Jerome Powell recently admitted that fighting inflation will lead to higher unemployment. Powell admitted that in order to establish price stability, the labor market will have to suffer a severe blow. “I would say that, if I were to bring inflation, SAI, down towards 2% and the unemployment rate went up to 4.1%, this is still a historically low level. We hadn’t seen – we hadn’t seen rates, unemployment rates below 4 percent until a couple of years ago because we had seen it for like a year in the past 50. So, the idea that 3.6 percent is historically low in the last century. So, an unemployment rate of 4.1% with inflation approaching 2%, I think it would be, I think it would be a positive result.. So, we are not trying to have a higher unemployment rate, but I would say that I would definitely consider that a positive resultPowell admitted.

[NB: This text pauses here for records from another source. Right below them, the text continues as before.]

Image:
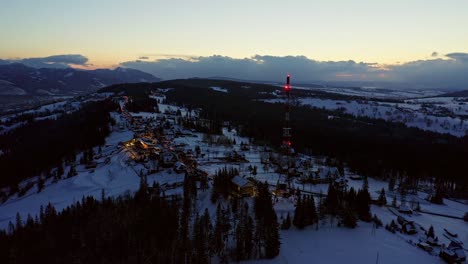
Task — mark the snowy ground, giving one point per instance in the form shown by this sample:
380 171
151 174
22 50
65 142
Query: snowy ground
364 245
328 244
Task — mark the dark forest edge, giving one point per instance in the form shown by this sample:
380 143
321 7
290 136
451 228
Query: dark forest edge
371 147
38 147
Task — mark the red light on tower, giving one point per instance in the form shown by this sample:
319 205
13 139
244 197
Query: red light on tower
287 87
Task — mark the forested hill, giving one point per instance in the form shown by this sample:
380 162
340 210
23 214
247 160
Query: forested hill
371 147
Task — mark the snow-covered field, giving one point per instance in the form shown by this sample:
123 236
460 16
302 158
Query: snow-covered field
440 114
116 173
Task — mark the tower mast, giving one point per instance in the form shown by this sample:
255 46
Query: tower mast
287 129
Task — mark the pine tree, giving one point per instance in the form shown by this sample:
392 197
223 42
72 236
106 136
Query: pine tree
40 184
286 223
299 220
391 184
18 221
430 232
332 201
394 203
363 205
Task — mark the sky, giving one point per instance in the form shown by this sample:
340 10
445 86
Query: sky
380 37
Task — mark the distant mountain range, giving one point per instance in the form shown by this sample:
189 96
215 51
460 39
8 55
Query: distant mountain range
18 79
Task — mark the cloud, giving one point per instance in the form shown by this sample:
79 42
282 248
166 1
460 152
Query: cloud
55 61
439 73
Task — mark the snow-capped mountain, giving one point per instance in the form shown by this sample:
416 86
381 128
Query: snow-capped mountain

The Fed chairman said they “would love” to get back into the job market we experienced before the pandemic when unemployment was at an all-time low of 3.5% and wage growth outpaced inflation. This is just a dream. “We are not, again, we are not, we don’t try to put people out of work, of course, we never think too many people work and fewer people need a job, but we also think you can’t really get the job. kind of job market we want without price stability, ”he admitted The pandemic and COVID restrictions have ruined the US job market for many years to come.
Former Treasury Secretary Larry Summers recently delved into the subject, but was more blunt with his message. “We need five years of unemployment above 5% to contain inflation, in other words, we need two years of 7.5% unemployment or five years of 6% unemployment or one year of 6% unemployment. 10%, ”Summers said speaking in London.
This would indicate an immediate 1.4% decline in employment in the coming months to the low end of his estimate. Another 75 basis point rate hike is not out of the question for July as the Fed has become aggressive in reversing its failed policies. Regardless, the US workforce is expected to take a hit in the near future due to fiscal and political mismanagement. The cost of basic necessities is rising, housing is inaccessible, and countless people will lose their jobs. The worst is yet to come.